Nestled along the banks of the recently unannexed Arrowhead Lake, Pioneer Nature Preserve lost its city funding and had fallen into disrepair. With no regular law enforcement presence, it had become a haven for lusty teenage miscreants, and the homeless. A short chain-link fence enclosed the preserve, keeping most large predators out, and the overgrown landscaping provided plenty of shelter.
Ignoring any danger, Jasper, concierge for Mr. Augustine Stiles, climbed the rotting wooden stairs up to the gazebo landing so he could survey the entire park. He was searching for Mr. Stiles’ latest Wish Recipient.
Cameron J. Prescott, of the Bellingham Prescotts, was a guest at Mr. Stiles’ most recent dinner party. That night’s entertainment was to submit a wish in writing. A wish that revealed the guest’s deepest, and sometimes darkest, desire. A wish, that Mr. Stiles guaranteed would be granted, no matter the expense.

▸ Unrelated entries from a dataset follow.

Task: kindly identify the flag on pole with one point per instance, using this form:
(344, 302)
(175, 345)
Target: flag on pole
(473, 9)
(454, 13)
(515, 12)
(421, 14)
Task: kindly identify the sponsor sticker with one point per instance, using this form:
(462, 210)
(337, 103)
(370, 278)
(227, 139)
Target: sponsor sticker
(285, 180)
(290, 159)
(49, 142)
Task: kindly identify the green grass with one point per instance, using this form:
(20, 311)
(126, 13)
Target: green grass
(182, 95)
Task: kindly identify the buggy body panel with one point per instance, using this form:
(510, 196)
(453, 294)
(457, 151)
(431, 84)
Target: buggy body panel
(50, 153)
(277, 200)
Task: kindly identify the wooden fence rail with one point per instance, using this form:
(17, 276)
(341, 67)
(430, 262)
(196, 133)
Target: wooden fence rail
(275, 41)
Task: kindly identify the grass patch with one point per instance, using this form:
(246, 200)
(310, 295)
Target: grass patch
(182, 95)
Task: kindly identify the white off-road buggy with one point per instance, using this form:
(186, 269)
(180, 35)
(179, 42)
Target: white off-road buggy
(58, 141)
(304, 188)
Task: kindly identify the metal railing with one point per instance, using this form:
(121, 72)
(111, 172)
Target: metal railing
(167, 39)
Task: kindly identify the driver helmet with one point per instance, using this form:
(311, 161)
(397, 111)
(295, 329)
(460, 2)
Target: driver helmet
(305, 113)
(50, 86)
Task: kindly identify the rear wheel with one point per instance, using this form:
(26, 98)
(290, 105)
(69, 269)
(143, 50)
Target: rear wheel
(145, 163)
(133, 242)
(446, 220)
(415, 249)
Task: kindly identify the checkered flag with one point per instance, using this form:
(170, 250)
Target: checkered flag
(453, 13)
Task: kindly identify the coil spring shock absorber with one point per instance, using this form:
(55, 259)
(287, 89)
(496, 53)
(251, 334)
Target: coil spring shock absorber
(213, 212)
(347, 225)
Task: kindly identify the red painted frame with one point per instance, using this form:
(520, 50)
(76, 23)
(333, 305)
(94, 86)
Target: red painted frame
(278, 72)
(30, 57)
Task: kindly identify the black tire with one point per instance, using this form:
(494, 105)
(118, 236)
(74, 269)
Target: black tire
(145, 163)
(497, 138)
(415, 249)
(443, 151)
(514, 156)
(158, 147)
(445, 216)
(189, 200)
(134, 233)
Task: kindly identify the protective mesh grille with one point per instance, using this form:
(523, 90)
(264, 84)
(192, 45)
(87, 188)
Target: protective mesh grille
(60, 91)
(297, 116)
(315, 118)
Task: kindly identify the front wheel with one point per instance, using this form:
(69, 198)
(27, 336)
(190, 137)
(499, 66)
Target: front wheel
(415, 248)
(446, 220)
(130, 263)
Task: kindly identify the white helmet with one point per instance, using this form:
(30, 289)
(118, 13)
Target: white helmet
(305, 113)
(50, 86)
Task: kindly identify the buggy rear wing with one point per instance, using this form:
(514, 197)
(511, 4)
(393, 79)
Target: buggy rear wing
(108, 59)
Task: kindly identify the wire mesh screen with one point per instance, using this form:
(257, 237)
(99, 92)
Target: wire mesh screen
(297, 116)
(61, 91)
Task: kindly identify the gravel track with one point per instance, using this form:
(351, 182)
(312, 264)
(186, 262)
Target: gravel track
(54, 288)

Prescott, a sixth-generation trust fund baby, had a truly unexpected desire. The heir apparent to take over the family enterprise, Prescott had been groomed from an early age to be ruthless and unwieldy in his business dealings. He was a killer shark in a koi pond.
His wish left Mr. Stiles in a curious position. The typical wish was intended to improve the life of the wisher. Love, money and fame being the most sought after desires. Mr. Stiles would then mete out his version of granting those wishes, usually in ways the requestor did not expect, nor want.
The opposite was true for Prescott. His wish was to live a simpler life. He wanted to defect from his dysfunctional and cold family, and be totally on his own. No board votes, or back room deals, no back-stabbing, just to have dinner with his parents and siblings.
Jasper was at the park to find Prescott and to fulfill the last part of his wish. The temperatures were expected to fall into the 20s over the weekend, and Prescott needed shelter. Pioneer Nature Preserve was where he settled and Jasper had brought him a new sleeping bag.
Mr. Stiles, intrigued by Prescott’s desire for autonomy, allowed him to keep what money he made independent of his family. While he had enough to live modestly, Prescott instead chose to be self-supporting. The sleeping bag was merely a consolation gift Mr. Stiles explained in his hand-written correspondence.
After searching the park for the better part of an hour, Jasper located Prescott’s nest, but no Prescott. He delivered the sleeping bag and Mr. Stiles’ note, then left as unannounced as he came.
Prescott watched from his hiding place farther down the fence row. He remembered Jasper from Mr. Stiles’ dinner party. He had been the one who collected all the guests’ wishes that evening. When he was sure Mr. Stiles’ agent was gone, Prescott inspected the sleeping bag deposited at his spot. It was good quality and would be a welcome pocket of warmth during the freezing night. He unzipped the bag and draped it over his shoulder, then sat down on the ground. His back against the chain-link fence, Prescott let out a contented sigh.
He would need to send Mr. Stiles a “Thank You” card, but for now, Prescott just wanted to savor his freedom.